At oral argument last Friday, the Trump Administration made concession after concession revealing just how unlawful and insidious this rule really is. The Administration conceded that, despite HHS’ previous claims of a dramatic spike in complaints, the agency had in fact received only about ten complaints per year since the proposed rule was introduced in January 2018—and that nothing supported the agency’s claims of an increase in complaints before the rule was proposed. The Administration conceded that under the rule an ambulance driver who learns that a pregnant woman is headed to the hospital to terminate an ectopic pregnancy could force the pregnant woman to get out of the ambulance, and the hospital could not fire the driver for this conduct.
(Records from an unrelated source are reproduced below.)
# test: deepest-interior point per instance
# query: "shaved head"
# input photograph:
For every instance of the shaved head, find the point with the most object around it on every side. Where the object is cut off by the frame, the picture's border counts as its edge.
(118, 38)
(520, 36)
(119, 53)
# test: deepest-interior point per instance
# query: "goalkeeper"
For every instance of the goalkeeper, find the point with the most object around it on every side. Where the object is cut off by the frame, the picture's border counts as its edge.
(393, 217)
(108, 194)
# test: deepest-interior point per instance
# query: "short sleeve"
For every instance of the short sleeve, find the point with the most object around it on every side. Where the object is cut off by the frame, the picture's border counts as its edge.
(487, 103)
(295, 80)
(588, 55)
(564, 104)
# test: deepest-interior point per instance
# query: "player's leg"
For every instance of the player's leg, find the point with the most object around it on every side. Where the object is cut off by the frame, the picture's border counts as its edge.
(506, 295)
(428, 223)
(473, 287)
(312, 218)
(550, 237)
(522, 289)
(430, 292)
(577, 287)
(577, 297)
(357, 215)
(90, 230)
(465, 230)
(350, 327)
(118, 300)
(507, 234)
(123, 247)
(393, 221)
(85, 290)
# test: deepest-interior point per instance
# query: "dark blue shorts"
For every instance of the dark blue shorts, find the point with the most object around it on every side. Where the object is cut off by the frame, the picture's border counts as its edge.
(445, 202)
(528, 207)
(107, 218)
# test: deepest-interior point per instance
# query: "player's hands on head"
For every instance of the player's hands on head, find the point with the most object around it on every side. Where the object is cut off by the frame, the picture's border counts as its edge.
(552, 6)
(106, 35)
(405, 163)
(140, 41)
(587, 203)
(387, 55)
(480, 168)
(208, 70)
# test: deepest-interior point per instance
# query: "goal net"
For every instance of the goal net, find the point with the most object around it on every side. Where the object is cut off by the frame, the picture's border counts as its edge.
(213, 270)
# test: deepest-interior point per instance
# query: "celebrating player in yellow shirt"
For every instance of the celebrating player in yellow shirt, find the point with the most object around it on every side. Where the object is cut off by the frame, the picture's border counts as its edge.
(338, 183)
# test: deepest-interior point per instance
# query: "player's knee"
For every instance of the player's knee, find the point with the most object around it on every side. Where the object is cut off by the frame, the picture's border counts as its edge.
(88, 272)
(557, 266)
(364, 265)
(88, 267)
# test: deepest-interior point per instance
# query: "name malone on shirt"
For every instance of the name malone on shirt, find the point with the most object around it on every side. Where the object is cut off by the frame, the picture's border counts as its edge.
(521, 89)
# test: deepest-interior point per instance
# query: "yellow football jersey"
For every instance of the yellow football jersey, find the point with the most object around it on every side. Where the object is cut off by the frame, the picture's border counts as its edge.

And the Administration conceded that no evidence in the record existed to justify the rule’s expansive definition of what it means to “assist in the performance” of an objected-to procedure, which would allow workers in the health context to refuse to perform even activities that occur on a different day than the objected-to procedure, like providing truthful information to a pregnant person about all of their options or scheduling a person for transition-related care.
What’s Next
The rule was originally set to take effect on July 22, 2019, but the government delayed the rule four months in response to all of the lawsuits filed against it. The rule is set to take effect on November 22, 2019 unless a court steps in to stop it.
Based on the evidence, a court should do just that. We have every reason to believe that that the court will see this so-called “conscience” rule just for what it is: an unlawful and unconscionable attack on our health care.